Evaluation Deep Dive
How SigmaShake evaluates a tool call against governance rules.
Algorithm
evaluate(rules: Rule[], call: ToolCall): EvalResult
- Sort rules by priority descending (100 before 50)
- Filter to enabled rules only
- For each rule in sorted order:
a. Check
targetMatches(rule.target, call.tool)— does the rule apply to this tool type? b. CheckgroupMatches(rule.groups, call)— do any condition groups match? c. If both match → return immediately (short-circuit, first-match wins) - Default: return
{decision: "allow"}if no rule matches
Target matching
A rule's target is compared against the tool's capability:
DENY execution → only matches tools classified as "execute" (Bash, shell)
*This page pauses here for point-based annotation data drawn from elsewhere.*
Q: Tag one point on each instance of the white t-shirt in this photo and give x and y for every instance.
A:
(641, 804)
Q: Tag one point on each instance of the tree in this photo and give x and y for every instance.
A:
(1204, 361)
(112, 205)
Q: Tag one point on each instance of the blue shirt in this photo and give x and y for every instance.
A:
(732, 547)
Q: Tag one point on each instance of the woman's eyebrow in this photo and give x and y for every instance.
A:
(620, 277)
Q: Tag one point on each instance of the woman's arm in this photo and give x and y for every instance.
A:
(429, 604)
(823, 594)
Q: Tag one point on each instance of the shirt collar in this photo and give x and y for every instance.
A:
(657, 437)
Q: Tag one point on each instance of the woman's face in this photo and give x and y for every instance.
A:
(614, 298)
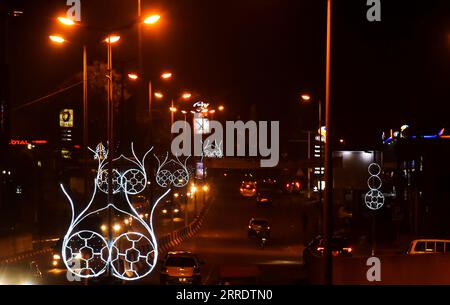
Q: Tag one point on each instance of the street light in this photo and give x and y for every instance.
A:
(133, 76)
(66, 21)
(152, 19)
(166, 75)
(112, 39)
(186, 96)
(57, 39)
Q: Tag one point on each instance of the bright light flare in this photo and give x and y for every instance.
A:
(166, 75)
(57, 38)
(186, 96)
(152, 19)
(306, 97)
(66, 21)
(133, 76)
(112, 39)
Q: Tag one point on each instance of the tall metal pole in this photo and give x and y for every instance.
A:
(85, 124)
(328, 204)
(110, 141)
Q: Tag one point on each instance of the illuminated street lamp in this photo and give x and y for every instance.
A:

DENY any → matches all tools
The capability is determined by the active client adapter, which maps tool names to the 6-capability taxonomy (execute, read, write, search, agent, network).
Condition evaluation
Groups (OR logic)
Conditions separated by OR form separate groups. Any group matching is sufficient:
IF command CONTAINS "rm -rf" ← Group 1
OR command CONTAINS "rm -r" ← Group 2
Group 1 matches OR Group 2 matches → rule fires.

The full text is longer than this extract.